XML 1.0 - overcomplicating the parse engine from Kent M Pitman on 1998-04-17 (xml-editor@w3.org from April to June 1998)

From: Kent M Pitman <kmp@harlequin.com>
Date: Fri, 17 Apr 98 05:13:03 EDT
To: xml-editor@w3.org
Cc: kmp@harlequin.com
Message-Id: <9804170913.AA01357@excel.harlequin.com>

XML, following in SGML's footsteps, seems to me to overcomplicate the
parse phase, by trying to force errors to be detected in the parse phase
when really they ought to parse more simply and be detected as errors
if necessary later.

An example is:

 [24] VersionInfo ::= S 'version' Eq ( "'" VersionNum "'" |
                                       '"' VersionNum '"' )
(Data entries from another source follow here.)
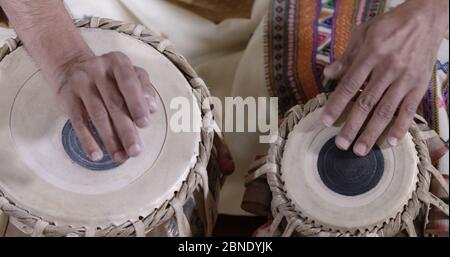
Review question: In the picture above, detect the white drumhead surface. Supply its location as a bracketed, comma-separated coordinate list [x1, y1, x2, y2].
[0, 29, 201, 227]
[281, 105, 418, 232]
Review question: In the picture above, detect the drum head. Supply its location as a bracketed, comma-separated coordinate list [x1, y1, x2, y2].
[0, 29, 201, 228]
[281, 104, 418, 233]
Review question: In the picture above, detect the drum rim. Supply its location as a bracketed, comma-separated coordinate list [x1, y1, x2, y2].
[0, 17, 219, 236]
[260, 94, 440, 236]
 [26] VersionNum ::= ( [a-zA-Z0-9_.:] | '-' )+


Is there a really good reason this has to have a special case rule
for parsing each and every string?  Really, the only thing the parser
needs should be:

 [24] VersionInfo ::= S 'version' Eq datastring

      datastring ::= ( "'" [^'] "'" ) | ( '"' [^"] '"' )

and then everything else that needs data can use the same thing.  e.g.,

 [32] SDDecl ::= S 'standalone' Eq datastring

It should be a validity constraint that the value is either 'yes' or 'no'
in [32]--it should not affect the parsing.

The problem might be that you need a way of talking about what's in the
quotes, not the thing including the quotes, but that can be solved by
introduction of new terminology and/or syntax.  e.g., you could invent 
a notation such that you would write:

 [24] VersionInfo ::= S 'version' Eq @VersionNum

where @VersionNum meant that the parser would parse a quoted datum and
the spec refer to the quoted object as VersionNum.  Or you could define
a way of indicating the parsing as giving a name to the datastring with
the quotes, and then some way of saying that the data content has a name.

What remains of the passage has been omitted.